Question 1 seems correct to me because it uses the past tense word 'did,' but the word could also signify that his meaning has changed; which it hasn't. This is why I also think that question 2 could be correct. Would I use Question 2 if the statement the person is referring to was just asked, and use question 1 when the statement was said a while ago?

Can someone please clear my confusion? Thanks!

  • 1
    Both are OK with little, if any, nuance in meaning. Oct 30, 2013 at 19:54
  • In one you are asking what he meant when he said it. In the second you are asking what he generally means when he says it. If he hasn't changed his beliefs within the last few minutes, they refer to the same thing. Oct 30, 2013 at 20:49

4 Answers 4


Using the present tense implies that whatever was said or written has present relevance; for example because a decision has to be made or action taken based on an interpretation of the message.
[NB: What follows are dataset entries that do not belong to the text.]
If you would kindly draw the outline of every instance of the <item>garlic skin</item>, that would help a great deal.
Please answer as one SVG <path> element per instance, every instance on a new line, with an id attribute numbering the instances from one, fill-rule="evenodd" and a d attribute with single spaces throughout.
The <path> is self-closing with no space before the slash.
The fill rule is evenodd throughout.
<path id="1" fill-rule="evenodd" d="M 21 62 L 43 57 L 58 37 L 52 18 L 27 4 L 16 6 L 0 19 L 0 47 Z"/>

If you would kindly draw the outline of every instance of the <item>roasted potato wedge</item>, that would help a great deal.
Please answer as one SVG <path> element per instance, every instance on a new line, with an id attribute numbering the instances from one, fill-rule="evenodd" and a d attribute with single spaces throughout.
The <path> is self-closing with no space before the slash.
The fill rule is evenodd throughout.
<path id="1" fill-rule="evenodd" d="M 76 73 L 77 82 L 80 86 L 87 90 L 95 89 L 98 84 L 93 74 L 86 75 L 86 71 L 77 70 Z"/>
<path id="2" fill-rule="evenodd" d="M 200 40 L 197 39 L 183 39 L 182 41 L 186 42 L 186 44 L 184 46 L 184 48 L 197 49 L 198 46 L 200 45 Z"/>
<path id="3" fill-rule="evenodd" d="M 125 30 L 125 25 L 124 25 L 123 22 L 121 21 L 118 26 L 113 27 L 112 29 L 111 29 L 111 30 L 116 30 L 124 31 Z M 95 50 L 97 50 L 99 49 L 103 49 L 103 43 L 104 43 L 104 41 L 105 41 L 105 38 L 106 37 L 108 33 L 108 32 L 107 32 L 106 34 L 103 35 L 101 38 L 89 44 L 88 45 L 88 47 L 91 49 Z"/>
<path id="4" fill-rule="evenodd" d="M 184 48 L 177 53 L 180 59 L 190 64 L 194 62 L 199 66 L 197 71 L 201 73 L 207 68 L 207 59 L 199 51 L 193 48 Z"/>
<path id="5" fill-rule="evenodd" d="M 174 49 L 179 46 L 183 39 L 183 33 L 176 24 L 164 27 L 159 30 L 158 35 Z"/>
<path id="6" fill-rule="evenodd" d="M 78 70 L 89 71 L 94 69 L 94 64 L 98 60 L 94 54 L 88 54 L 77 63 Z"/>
It is certainly more likely that a recent message will have present relevance, but it is also true that something written some time ago may require a present interpretation and consequent action. In such a case What does he mean by that? is perfectly acceptable.

If the past tense is used for the question, no implication is made as to the present relevance of what was said. The message may or may not have present relevance.

As an aside, it cannot be that the past tense may 'signify that his (the speaker's) meaning has changed'. Whatever the speaker meant at the time of saying it remains unchanged. What may have changed in the meantime is the speaker's position or opinion on the topic in question.


Here's a scenario:

Three guys are talking to each other. Person A uses a word, or phrase, or sentence, or a complete, multi-sentence thought that either person B or person C does not understand. When person A leaves the room, leaving persons B and C behind, person B might say to person C:

"What did he mean by that?"

That question refers to what person A just said. However,

"What does he mean by that?"

is virtually the same, but person B, having heard person A use the same word or phrase, etc., for the second or third time, could be asking person C:

"What does he mean by that?"

meaning that what person A said before (at least two or more times) in person B's hearing includes both the past and the present. Person B assumes the word or phrase, etc., meant the same thing the first time, the second time, the third time, etc., as well as the most recent time.

That's how I explain at least one possible difference between the two sentences. There may be more.


Did is the past tense ,so it refers to what the person said in past. Does is the present form so it implies what he says in the present as simple as that.


According to my level of knowledge, I would agree that did connotes a past event while does indicates a present situation.

So if something immediate is being referenced, option two is correct. If, on the other hand, the reference concerns something that's already taken place, then option one applies. So in this case, given that you're referring to a past time frame, the accurate choice is option one, did.